Auf »Anilin« folgt »Metall«; beide Bücher erreichen Millionenauflagen, werden in mehrere Sprachen übersetzt. Schenzinger hat - mit einigen anderen Autoren - das Medium des »Sachbuchs« kreiert und setzt Mitte der dreißiger Jahren das Programm der Neuen Sachlichkeit literarisch um, konditioniert das Massenpublikum für die zweite Industrielle Revolution, für die Botschaft der IG Farben und die Hardware der rheinisch-westfälischen Schwerindustrie.
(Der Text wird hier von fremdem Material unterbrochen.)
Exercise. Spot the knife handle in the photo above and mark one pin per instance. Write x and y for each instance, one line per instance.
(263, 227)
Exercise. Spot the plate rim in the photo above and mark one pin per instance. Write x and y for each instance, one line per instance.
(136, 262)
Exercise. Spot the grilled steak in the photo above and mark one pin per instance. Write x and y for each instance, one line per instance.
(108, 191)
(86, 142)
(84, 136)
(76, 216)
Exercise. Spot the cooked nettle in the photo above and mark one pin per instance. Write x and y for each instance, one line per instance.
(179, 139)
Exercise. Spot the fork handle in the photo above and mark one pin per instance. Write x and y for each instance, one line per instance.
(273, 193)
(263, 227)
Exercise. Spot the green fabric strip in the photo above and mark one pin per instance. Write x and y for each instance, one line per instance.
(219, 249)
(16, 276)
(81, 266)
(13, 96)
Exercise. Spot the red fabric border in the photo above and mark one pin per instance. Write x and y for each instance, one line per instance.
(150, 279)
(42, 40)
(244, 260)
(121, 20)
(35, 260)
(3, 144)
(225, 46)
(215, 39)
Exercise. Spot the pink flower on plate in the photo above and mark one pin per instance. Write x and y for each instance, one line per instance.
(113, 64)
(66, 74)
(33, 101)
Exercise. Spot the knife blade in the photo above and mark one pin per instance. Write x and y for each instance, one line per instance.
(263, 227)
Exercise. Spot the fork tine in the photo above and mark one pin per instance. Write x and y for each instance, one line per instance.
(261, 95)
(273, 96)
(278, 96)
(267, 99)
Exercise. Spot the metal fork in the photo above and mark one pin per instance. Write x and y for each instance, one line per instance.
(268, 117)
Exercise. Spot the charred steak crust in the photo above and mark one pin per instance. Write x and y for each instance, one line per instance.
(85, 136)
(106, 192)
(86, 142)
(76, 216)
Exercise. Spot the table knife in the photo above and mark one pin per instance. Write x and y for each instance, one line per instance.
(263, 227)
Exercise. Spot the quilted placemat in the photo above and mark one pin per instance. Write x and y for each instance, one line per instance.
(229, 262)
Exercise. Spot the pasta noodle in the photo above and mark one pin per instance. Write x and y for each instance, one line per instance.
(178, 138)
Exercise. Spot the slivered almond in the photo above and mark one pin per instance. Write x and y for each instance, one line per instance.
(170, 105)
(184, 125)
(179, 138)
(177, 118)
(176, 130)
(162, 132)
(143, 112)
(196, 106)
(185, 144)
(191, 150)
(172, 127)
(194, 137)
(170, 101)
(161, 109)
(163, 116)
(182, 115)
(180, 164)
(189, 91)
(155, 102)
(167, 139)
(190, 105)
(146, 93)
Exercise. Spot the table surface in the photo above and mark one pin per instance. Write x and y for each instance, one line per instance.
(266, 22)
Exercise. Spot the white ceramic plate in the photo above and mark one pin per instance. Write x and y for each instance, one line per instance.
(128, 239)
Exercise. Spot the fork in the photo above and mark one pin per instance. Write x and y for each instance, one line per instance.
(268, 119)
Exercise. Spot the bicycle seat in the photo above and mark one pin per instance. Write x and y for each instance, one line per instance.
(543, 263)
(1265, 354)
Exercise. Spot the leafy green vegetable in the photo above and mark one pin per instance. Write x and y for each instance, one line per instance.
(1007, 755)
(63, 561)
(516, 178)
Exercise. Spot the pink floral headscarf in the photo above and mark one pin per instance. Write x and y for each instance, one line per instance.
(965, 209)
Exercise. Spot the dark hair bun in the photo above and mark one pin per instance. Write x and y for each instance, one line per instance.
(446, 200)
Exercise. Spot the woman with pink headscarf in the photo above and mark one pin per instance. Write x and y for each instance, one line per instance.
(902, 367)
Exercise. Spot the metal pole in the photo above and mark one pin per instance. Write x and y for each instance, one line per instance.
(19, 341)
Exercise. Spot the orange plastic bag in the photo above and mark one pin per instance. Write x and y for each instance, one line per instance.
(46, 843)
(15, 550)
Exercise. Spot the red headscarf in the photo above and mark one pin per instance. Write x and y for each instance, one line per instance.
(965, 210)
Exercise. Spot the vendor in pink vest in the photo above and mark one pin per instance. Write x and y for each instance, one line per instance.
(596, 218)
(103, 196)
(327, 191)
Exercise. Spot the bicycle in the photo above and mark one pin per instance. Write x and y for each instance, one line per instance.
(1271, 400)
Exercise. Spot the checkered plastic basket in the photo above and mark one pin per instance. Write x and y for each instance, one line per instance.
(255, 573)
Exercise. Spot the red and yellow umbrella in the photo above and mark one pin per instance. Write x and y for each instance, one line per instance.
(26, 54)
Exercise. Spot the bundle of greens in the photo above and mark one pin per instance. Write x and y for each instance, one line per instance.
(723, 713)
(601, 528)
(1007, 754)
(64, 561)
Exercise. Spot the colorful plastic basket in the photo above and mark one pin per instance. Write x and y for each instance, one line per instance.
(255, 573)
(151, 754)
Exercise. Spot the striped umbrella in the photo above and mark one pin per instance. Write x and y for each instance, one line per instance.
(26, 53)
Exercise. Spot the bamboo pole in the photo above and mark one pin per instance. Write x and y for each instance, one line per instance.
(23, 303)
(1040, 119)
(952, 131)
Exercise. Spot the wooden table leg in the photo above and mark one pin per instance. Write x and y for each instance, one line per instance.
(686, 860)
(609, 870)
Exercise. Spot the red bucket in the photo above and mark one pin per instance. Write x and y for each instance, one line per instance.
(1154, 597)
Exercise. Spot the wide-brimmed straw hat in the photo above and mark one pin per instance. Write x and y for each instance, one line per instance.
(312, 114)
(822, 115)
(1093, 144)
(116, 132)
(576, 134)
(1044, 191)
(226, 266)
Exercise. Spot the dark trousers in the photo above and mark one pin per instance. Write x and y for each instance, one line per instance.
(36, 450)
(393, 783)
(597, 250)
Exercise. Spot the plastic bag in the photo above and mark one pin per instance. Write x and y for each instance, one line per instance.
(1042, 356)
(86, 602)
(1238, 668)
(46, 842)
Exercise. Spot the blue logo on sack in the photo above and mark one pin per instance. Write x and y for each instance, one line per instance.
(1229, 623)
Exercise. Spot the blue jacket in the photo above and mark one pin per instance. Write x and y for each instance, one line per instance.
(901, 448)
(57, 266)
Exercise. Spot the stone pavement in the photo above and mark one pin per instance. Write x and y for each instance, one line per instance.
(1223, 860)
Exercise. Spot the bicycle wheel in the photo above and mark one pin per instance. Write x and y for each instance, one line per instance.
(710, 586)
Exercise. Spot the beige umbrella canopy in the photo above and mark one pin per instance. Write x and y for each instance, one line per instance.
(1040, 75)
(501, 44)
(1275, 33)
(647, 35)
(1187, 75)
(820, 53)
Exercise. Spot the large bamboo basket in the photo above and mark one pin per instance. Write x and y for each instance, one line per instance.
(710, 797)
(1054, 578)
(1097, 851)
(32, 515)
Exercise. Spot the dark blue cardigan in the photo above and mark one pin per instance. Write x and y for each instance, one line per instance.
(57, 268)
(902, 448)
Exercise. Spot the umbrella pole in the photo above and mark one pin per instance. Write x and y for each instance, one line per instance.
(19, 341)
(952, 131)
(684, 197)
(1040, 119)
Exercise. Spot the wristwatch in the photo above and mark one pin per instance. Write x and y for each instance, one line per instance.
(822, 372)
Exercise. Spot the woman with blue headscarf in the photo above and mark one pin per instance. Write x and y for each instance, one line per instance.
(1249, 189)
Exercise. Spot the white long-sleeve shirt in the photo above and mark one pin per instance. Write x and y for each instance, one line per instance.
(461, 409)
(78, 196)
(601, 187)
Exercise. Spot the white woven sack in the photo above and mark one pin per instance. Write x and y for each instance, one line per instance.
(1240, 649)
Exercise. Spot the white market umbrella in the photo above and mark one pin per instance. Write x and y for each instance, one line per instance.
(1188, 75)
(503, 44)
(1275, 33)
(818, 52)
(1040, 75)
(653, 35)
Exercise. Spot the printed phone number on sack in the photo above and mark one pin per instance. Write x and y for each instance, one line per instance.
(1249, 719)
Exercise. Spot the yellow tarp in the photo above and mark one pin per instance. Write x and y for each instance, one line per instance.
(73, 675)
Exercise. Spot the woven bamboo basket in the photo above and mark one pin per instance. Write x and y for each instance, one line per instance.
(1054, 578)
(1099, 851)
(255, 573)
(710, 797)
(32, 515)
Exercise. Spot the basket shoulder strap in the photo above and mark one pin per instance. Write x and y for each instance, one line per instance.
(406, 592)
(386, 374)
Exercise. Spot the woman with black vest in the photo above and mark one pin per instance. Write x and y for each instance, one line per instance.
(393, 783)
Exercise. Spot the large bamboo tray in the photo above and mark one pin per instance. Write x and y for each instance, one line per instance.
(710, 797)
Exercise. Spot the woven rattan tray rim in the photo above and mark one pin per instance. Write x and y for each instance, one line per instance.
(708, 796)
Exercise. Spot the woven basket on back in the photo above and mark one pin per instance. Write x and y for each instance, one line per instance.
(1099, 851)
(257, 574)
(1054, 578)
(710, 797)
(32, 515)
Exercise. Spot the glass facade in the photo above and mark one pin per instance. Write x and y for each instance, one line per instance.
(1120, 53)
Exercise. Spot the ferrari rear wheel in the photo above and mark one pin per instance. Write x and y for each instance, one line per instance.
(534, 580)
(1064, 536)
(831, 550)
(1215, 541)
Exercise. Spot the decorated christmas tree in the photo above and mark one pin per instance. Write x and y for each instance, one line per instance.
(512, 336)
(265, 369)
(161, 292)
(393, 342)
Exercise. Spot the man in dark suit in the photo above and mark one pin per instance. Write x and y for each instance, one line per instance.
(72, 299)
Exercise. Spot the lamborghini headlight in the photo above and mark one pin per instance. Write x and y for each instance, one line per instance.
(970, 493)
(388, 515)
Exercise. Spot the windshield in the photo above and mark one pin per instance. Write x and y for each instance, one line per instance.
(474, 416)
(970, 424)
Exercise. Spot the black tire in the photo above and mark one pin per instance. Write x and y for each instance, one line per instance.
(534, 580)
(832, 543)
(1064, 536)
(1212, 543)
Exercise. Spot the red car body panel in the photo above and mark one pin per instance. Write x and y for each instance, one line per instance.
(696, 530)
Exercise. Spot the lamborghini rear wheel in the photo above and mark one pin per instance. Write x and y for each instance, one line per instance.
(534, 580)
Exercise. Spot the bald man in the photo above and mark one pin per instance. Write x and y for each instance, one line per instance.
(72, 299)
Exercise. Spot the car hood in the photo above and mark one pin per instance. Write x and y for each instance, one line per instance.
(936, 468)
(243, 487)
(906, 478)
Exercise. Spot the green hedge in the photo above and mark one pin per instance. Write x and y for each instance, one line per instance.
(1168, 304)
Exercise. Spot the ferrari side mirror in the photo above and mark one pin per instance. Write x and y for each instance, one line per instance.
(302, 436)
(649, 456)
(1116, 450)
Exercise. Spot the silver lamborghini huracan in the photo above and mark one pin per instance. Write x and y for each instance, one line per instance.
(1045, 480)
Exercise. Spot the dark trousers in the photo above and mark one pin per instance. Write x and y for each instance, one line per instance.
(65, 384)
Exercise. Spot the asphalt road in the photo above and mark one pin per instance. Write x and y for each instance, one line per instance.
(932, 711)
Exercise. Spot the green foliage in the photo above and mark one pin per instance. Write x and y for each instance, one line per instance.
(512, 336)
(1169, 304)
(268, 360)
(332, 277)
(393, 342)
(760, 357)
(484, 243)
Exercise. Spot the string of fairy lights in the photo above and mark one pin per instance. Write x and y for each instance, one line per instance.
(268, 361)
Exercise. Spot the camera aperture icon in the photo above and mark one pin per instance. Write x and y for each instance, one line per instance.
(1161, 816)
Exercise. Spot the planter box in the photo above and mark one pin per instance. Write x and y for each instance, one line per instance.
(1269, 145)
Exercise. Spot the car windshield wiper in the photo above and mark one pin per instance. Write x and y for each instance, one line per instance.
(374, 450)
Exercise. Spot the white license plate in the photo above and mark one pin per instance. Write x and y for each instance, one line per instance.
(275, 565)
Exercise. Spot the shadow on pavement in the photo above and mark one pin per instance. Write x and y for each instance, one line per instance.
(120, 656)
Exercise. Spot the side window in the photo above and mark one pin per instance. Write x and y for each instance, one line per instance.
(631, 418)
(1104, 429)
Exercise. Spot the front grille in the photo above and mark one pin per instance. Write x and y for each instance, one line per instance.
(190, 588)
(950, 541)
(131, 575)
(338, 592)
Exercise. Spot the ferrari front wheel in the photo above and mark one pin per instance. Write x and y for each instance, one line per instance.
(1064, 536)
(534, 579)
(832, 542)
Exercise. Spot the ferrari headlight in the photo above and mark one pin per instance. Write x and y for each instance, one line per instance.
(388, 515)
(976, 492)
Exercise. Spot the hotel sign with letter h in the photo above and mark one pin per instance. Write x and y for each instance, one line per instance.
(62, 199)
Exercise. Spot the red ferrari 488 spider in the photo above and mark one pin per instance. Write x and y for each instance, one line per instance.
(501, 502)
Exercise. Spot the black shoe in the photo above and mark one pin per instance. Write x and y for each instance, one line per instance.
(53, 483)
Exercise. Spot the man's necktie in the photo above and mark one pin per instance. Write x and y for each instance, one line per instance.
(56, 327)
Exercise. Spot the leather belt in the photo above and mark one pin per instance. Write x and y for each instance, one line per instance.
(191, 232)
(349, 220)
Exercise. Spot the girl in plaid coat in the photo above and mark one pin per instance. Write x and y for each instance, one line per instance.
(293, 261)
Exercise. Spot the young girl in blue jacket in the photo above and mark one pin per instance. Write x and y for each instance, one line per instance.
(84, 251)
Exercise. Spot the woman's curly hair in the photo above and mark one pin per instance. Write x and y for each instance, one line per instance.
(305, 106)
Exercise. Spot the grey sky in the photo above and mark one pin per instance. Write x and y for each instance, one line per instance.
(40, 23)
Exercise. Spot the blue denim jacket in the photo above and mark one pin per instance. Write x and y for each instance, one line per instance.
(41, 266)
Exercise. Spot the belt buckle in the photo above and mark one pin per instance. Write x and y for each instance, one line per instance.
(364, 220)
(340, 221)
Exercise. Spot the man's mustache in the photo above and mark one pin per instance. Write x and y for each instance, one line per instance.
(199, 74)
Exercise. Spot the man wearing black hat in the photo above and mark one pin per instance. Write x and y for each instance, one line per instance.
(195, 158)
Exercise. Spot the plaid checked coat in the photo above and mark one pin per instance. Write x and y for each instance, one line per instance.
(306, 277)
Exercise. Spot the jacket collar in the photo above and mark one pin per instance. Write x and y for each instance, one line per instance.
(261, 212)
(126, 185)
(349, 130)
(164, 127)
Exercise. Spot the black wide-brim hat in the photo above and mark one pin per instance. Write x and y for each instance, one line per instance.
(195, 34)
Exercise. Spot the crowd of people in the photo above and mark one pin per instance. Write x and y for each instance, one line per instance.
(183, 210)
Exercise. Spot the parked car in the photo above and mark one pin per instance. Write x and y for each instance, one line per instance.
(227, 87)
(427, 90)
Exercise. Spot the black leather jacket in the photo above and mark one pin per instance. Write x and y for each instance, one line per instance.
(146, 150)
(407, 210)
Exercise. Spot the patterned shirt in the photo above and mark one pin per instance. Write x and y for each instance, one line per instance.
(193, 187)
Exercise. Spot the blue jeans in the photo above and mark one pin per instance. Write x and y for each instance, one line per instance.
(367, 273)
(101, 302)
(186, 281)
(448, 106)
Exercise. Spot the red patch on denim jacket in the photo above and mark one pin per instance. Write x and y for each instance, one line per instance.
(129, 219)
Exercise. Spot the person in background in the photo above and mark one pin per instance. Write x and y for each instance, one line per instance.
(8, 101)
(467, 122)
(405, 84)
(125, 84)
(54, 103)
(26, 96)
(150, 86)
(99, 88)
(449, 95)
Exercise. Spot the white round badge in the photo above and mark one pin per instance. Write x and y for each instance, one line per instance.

Aber immer schön aus der Distanz: »>Anilin< habe ich geschrieben, ohne ein Chemiker, >Metall< ohne Techniker, >Atom< ohne Physiker - >Quex< ohne Nazi zu sein.«

Aber: »Ich habe vieles am Nationalsozialismus bewundert. Ich bewundere auch Schmeling. Trotzdem kann ich das Boxen nicht ausstehen.«

Was hat Schenzinger am Nationalsozialismus bewundert? Seine Ästhetik? Sein metallisches Gebaren? Seine Modernität? Schenzinger ist ein Kind der stählernen Zeit. Der Sport und die Technik faszinieren ihn. Die Industrie und der Faschismus. MaxSchmeling und AlbertSpeer. Die dröhnende Theatralik der dreißiger Jahre. Das größte Problem beim Schreiben populärer Wissenschaftsgeschichte ist für ihn, »daß alle die großartigen Erfinder im Privatleben biedere Spießer waren, Arbeitstiere - keine Romanfiguren!«

Nach dem Krieg wird Schenzinger von den Amerikanern in Tirol interniert, gerät dann in die Entnazifizierungs-Maschinerie. »Der Spiegel«, 1951: »Erst seit 1949 darf Schenzinger wieder publizieren, seit ihn die Landauer Spruchkammer - nach einem Wiedersehen mit dem HITLERJUNGEN-QUEX-Film und zweieinhalbstündigem, von keiner Frage unterbrochenem Lebensbericht - als Mitläufer einstufte und zu einer Anstandsgeldstrafe von 130 DM verurteilte.« Parteimitglied war er nie. Die Anklage lautet: Er habe den Nationalsozialismus unterstützt und »die Jugend verdorben«.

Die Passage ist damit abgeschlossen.